Cicadas drone your praise
through the honey-slow afternoon.
The angular windmills on the ridge
recite your name with every turn.
And I, who can barely focus on breath
without drifting into story:
what can I say to you,
author of wisteria and sorrel,
you who shaped these soft hills
with glaciers' slow passage?
You fashioned me as a gong:
your presence reverberates.
Help me to open my lips
that I may sing your praise.
This poem began a few weekends ago, when Drew was sick and wouldn't go to sleep. One evening I put him in the car and we drove. He fussed for ten minutes and then sacked out, and I drove through the twilight of late summer evening on winding roads in far eastern New York state. We passed the wind farm on the ridge and it occurred to me that the windmills -- which I find very beautiful -- could be reciting prayers in their rotations, á la Tibetan prayer wheels. That was the image which sparked this poem.

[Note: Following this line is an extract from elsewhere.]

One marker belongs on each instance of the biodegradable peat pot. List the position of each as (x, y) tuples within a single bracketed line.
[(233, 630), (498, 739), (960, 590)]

The first three stanzas contain oblique references to the three times a day of Jewish prayer: dawn (shacharit), afternoon (mincha), and the windmills are my no nod to evening prayer (maariv.)
I struggled with the ending of this poem through a few revisions; the ending felt anticlimactic to me in the first few iterations. Then I realized that I needed to end the poem by speaking directly to God -- which put me in mind of the one-liner we recite before the amidah (the standing prayer which is central to every Jewish service) -- adonai, sefatai tiftach, ufi yagid tehilatecha, often rendered as "Eternal God, open up my lips that my mouth may declare your glory." So that's how I ended the poem.
I think this poem could serve as a prelude to the amidah, either in personal (solitary) prayer or in a communal setting. If you use it that way, let me know how it works for you!